Nadie sabe quién fundó Sevilla. El tiempo ha borrado el nombre de su creador de la Historia y en principio, sólo en principio, nada queda de él en estas calles. Si imaginamos a aquel sevillano ilustre, es difícil no sentir lástima pensándolo al borde de la laguna que cubría el final del río, tratando de sostener una cabaña con un poco de adobe. Eran tiempos difíciles, dicen los historiadores. Tiempos oscuros en una tierra debatida entre los tartesios y los mercaderes fenicios, con frecuentes luchas y un terrible vasallaje a una nobleza que vivía del metal de las minas cercanas.
Pablo Rodríguez. Pero volvamos a ese primer sevillano. Lo imaginamos en pleno julio, con la espalda doblada y el sol castigándolo de pleno. Desde la laguna muy probablemente le llegue el olor nauseabundo del agua estancada, como ocurre hoy en día en Venecia, y nuestro héroe se dedica a crearse una sombra lo suficiente grande como para poder echar la siesta un rato. Él está creando la más grande joya de occidente, la más alta de las ciudades y no lo sabe. Ese primer sevillano es la ciudad misma, su propio espíritu que nada sabe de monumentos, de metales preciados, de mercados.
El primer sevillano nunca conoció las altas naves de piedra de la Catedral, porque supo que Sevilla no es sólo la Giralda y su sombra elegante; el primer sevillano nunca imaginó la perspectiva áurea de la calle Betis aunque quizás intuyera el gozo dichoso de un Domingo de Ramos, cuando la Paz cruza el parque y en la radio del alma apuntan una Semana Santa más; el primer sevillano no supo de Bellas Artes a pesar de poner la semilla, ni supo de metros subterráneos, ni gobernantes veletas que deberían estar apostados sobre una torre por sus caras duras de metal y sus giros al aire que más sopla.
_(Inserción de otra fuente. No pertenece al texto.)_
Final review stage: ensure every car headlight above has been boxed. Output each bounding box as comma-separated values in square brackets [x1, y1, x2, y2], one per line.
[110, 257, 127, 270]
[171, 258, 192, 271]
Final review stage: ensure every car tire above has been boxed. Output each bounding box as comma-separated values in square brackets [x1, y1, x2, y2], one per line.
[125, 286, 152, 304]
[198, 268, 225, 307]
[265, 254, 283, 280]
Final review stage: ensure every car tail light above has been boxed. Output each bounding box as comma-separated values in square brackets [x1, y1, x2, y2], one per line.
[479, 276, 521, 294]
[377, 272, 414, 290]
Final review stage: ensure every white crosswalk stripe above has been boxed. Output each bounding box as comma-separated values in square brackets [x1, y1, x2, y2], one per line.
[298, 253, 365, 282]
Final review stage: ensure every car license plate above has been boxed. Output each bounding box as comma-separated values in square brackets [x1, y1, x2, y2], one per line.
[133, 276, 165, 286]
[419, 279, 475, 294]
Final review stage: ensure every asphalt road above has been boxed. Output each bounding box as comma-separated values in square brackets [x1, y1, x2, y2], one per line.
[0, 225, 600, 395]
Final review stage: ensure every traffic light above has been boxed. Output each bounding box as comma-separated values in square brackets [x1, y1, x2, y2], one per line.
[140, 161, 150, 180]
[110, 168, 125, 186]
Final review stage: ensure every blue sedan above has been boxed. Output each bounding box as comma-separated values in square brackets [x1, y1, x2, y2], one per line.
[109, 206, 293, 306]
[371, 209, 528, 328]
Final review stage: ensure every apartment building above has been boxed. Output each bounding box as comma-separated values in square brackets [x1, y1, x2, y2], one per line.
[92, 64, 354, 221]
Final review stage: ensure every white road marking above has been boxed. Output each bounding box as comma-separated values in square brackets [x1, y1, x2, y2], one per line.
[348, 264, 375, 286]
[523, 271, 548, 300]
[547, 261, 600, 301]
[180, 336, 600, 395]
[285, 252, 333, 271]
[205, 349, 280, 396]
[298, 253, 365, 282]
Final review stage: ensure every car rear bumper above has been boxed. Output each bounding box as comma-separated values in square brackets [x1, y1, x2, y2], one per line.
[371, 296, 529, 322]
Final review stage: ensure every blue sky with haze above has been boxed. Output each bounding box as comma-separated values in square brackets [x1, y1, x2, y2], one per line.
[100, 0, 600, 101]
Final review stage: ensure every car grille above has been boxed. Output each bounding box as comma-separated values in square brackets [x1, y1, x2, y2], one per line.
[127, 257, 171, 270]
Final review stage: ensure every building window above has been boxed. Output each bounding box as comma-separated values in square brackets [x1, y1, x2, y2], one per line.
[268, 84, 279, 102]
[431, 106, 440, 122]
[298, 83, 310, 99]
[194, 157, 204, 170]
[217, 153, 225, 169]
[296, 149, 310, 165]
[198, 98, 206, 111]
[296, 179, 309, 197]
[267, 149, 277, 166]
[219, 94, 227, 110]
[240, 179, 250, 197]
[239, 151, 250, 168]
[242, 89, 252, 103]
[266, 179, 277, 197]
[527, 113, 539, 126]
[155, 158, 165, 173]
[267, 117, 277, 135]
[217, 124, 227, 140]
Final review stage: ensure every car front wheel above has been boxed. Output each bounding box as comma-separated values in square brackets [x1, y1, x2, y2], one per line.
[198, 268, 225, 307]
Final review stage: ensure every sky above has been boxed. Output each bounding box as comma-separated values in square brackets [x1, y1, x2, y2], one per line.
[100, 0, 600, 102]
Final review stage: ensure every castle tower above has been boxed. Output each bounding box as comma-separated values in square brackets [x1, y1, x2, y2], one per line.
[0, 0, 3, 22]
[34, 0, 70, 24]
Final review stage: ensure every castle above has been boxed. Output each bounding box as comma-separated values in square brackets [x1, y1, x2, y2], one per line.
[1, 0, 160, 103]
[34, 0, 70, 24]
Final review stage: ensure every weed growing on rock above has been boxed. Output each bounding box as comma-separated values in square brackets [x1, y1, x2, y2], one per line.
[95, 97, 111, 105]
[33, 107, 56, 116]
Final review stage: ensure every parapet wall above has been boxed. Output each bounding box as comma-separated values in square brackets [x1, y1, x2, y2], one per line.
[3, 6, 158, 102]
Todo esto desconocía porque nada de esto es Sevilla. Aquel primer sevillano era el bullicio en la primera plaza del Salvador al final de la tarde, tras el duro trabajo; era la fatiguita de sacar la familia adelante y buscar un cobijo, un almuerzo que poner sobre la mesa; aquel primer sevillano era una ilusión de un futuro que anhela y unos ojos cerrados, que Dios nos pille confesados, que los mercaderes de Fenicia siguen llevándose caliente los frutos de la tierra. Aquel primer sevillano, hombre ilustre sin duda, perdió su nombre en la Historia pero sigue tan vivo como nunca. Todavía hoy busca una sombra y levanta su casa mientras le llega, a través de los medios y través de milenios enmohecidos, el olor estancado de la laguna del poder político.